It's Yom Kippur, the Jewish Day of Atonement. One old man in New York puts something into a safety deposit box and another has to get to Queens. soon they both hit a fuel tanker and that's the end of them. Jogging nearby is a graduate student called Thomas Levy, played by Dustin Hoffman, and he's the marathon man of the title. The link between the two is that the first old man (who in real life had the bad luck to be called Ben Dova, the good luck to surive the explosion of the Hindenburg and the bad luck to be suspected of causing the explosion) is the brother of notorious Nazi Christian Szell, handed over something to Henry Levy, Thomas's eldest brother, played by Roy Scheider.
The trail quickly leads to murder, bombs and intrigue. It doesn't take long for an attempt to be made on Henry Levy's life and it doesn't take much longer for a second and a third. All are powerful, believable and very nicely shot. As you'd expect, given that Hoffman is the star of the film, the problems spread from Henry to Thomas, who gets mugged by henchmen of Christian Szell. With the loss of his brother, Szell deliberately travels from safety into danger, stopping at nothing to get what he wants. Given that he's played by no less an actor than Laurence Olivier his search gets seriously intense, that intensity including the notorious dentist scene which is certainly powerful but not as nasty as I expected it to be.
The real intensity comes later for me, towards the end of the film, with a notorious Nazi from Auschwitz wandering around the Jewish diamond markets of New York. These scenes are pure genius, amazingly intense and the stuff that only the very best thrillers are made of. Here's where Olivier's awesome talent shines through. It's also a real slice of life in the seventies: traffic problems, street musicians, organised protests, bad manners, baggage handler strikes, you name it. Actors like William Devane even have seventies faces, half sleazy politician and half future Grecian 2000 commercial.
I've been catching up on seventies thrillers over the last few years and I've been mightily impressed. I've seen many of them before but only as a kid, often so young that I can't even remember which I've seen and which I haven't. I'm finding that many of them are real and believable and the product of people who knew what they wanted to put on the screen. I don't really know which films are the product of the studios admitting that they didn't have a clue any more after the end of the Production Code and which are the studios starting to get a clue again.

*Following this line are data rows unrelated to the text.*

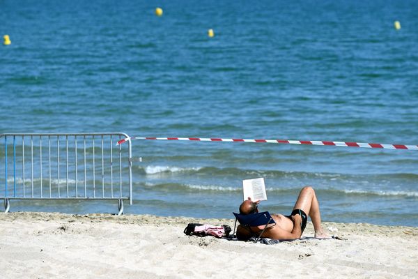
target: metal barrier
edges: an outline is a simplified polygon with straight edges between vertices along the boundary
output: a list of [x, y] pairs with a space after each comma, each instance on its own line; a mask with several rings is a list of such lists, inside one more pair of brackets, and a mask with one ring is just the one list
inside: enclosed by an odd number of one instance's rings
[[[132, 204], [131, 144], [109, 133], [0, 134], [0, 199], [115, 199]], [[4, 177], [1, 174], [4, 174]]]

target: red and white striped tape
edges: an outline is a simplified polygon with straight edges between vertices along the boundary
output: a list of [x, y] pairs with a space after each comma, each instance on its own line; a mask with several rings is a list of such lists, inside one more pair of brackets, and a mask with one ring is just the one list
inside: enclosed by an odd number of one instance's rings
[[366, 144], [362, 142], [325, 142], [314, 140], [245, 140], [245, 139], [222, 139], [209, 137], [127, 137], [118, 142], [118, 144], [132, 140], [186, 140], [198, 142], [266, 142], [273, 144], [310, 144], [310, 145], [332, 145], [336, 146], [346, 147], [363, 147], [363, 148], [380, 148], [385, 149], [408, 149], [418, 150], [418, 145], [405, 144]]

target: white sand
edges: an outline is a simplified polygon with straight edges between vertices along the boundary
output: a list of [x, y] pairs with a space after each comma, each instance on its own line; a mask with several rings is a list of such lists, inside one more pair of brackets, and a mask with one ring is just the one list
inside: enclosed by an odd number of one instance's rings
[[[0, 213], [0, 278], [418, 278], [417, 227], [325, 223], [348, 240], [267, 246], [185, 236], [187, 224], [196, 222], [233, 225], [151, 216]], [[313, 236], [311, 223], [304, 236]]]

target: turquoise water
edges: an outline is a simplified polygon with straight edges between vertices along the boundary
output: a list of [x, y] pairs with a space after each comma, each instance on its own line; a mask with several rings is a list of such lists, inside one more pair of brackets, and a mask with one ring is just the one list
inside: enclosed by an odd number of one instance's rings
[[[417, 12], [414, 1], [1, 1], [0, 131], [418, 144]], [[232, 218], [242, 180], [263, 176], [263, 209], [290, 212], [309, 184], [325, 220], [418, 226], [417, 151], [132, 148], [127, 213]], [[37, 204], [12, 210], [116, 206]]]

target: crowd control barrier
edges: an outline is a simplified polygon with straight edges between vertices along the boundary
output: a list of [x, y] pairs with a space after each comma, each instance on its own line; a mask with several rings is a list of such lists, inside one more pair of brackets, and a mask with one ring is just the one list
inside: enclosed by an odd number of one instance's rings
[[[107, 199], [132, 204], [132, 148], [109, 133], [0, 134], [0, 199]], [[3, 174], [3, 175], [2, 175]]]

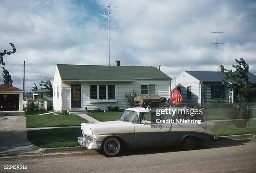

Much of the credit has to go to William Goldman, one of the biggest screenwriters in the business, who wrote both the story and the source novel it's based on so he knew exactly what he wanted to see on the screen. The director is John Schlesinger, a major name in the seventies who had already helmed a few classics including Midnight Cowboy starring Dustin Hoffman. Hoffman, always a method actor, went to great lengths to be believable, as demonstrated in major scenes like the bathtub scene or the running scenes, but also in smaller touches like the way he keeps his tongue moving over his teeth or the look he gives Szell when he knows what's about to come. He may just have been outshone here though by Olivier and his scenes in the diamond district.